As a deputy foreign minister in the Italian government, Mr. de Mistura was tasked in 2012 with freeing two Italian marines detained in India for shooting at Indian fishermen. He made 19 trips to India, to little effect. One marine was allowed to return to Italy for medical reasons; the other remains in India.
He said he initially turned down the Syria job when the United Nations secretary general approached him last August, only to change his mind the next day, after a sleepless, guilt-ridden night.
Mr. de Mistura compared his role in Syria to that of a doctor faced with a terminally ill patient. His goal in brokering a freeze in the fighting, he said, was to alleviate suffering. He settled on Aleppo as the location for its “fame,” he said, a decision that some questioned, considering that Aleppo was far trickier than the many other lesser-known towns where activists had negotiated temporary local cease-fires.
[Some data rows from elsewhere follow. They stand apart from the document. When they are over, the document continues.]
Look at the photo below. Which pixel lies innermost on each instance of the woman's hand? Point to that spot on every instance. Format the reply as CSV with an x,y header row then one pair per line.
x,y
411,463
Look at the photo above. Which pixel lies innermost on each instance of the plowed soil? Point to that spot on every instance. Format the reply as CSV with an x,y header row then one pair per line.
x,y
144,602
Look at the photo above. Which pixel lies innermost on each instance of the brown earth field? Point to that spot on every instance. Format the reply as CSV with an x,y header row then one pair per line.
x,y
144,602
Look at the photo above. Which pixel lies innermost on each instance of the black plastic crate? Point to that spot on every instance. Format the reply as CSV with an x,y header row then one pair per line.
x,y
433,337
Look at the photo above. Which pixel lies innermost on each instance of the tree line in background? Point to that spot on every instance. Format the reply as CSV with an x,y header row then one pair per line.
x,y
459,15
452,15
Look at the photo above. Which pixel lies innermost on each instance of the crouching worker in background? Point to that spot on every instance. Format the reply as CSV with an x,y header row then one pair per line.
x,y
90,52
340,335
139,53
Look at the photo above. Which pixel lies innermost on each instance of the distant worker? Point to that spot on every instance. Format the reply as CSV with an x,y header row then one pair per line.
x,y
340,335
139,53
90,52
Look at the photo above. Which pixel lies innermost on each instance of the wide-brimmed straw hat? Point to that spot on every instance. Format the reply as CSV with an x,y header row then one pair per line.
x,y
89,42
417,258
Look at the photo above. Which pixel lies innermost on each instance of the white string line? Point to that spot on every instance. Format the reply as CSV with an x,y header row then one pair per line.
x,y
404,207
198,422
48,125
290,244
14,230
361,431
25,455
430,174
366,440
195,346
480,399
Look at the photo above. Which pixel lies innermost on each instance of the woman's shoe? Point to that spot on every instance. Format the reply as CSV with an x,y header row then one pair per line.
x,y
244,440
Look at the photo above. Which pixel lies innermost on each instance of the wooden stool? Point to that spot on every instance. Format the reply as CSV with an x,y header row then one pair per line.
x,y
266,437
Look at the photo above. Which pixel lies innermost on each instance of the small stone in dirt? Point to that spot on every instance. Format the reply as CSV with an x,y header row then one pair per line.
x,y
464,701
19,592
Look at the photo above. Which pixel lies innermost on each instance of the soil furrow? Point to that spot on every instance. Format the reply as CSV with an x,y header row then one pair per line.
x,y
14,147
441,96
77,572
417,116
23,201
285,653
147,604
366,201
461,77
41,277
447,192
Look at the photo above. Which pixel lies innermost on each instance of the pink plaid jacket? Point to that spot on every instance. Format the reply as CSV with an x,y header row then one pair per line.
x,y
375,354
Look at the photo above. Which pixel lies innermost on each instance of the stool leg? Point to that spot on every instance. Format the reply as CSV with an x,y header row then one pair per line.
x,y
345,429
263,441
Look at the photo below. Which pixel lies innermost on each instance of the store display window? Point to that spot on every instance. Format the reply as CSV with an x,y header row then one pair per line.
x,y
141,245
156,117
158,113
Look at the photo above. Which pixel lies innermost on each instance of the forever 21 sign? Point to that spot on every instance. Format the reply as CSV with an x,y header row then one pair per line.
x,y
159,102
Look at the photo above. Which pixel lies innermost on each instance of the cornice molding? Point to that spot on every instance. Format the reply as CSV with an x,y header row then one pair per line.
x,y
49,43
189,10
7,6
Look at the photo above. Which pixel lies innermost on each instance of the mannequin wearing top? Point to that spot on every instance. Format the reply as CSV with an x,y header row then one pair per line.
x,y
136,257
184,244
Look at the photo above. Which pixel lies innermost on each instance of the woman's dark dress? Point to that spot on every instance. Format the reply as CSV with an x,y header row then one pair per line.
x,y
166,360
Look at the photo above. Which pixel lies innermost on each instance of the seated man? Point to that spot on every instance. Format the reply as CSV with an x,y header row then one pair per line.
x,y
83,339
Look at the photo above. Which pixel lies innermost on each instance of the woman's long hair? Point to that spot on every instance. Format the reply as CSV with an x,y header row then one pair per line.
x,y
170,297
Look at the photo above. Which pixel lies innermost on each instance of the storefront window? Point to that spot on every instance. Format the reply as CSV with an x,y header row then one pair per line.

“Everybody, at least in Europe, are very familiar with the value of Aleppo,” Mr. de Mistura said. “So I was using that as an icebreaker.”
The cease-fire negotiations, to which he had devoted six months, fell apart quickly because of the government’s military offensive in Aleppo the very day of his announcement at the Security Council. Privately, United Nations diplomats said Mr. de Mistura had been manipulated. To this, Mr. de Mistura said only that he was “disappointed and concerned.”
Tarek Fares, a former rebel fighter, said after a recent visit to Aleppo that no Syrian would admit publicly to supporting Mr. de Mistura’s cease-fire proposal. “If anyone said they went to a de Mistura meeting in Gaziantep, they would be arrested,” is how he put it, referring to the Turkish city where negotiations between the two sides were held.
Secretary General Ban Ki-moon remains staunchly behind Mr. de Mistura’s efforts. His defenders point out that he is at the center of one of the world’s toughest diplomatic problems, charged with mediating a conflict in which two of the world’s most powerful nations — Russia, which supports Mr. Assad, and the United States, which has called for his ouster — remain deadlocked.
R. Nicholas Burns, a former State Department official who now teaches at Harvard, credited Mr. de Mistura for trying to negotiate a cease-fire even when the chances of success were exceedingly small — and the chances of a political deal even smaller. For his efforts to work, Professor Burns argued, the world powers will first have to come to an agreement of their own.
“He needs the help of outside powers,” he said. “It starts with backers of Assad. That’s Russia and Iran. De Mistura is there, waiting.”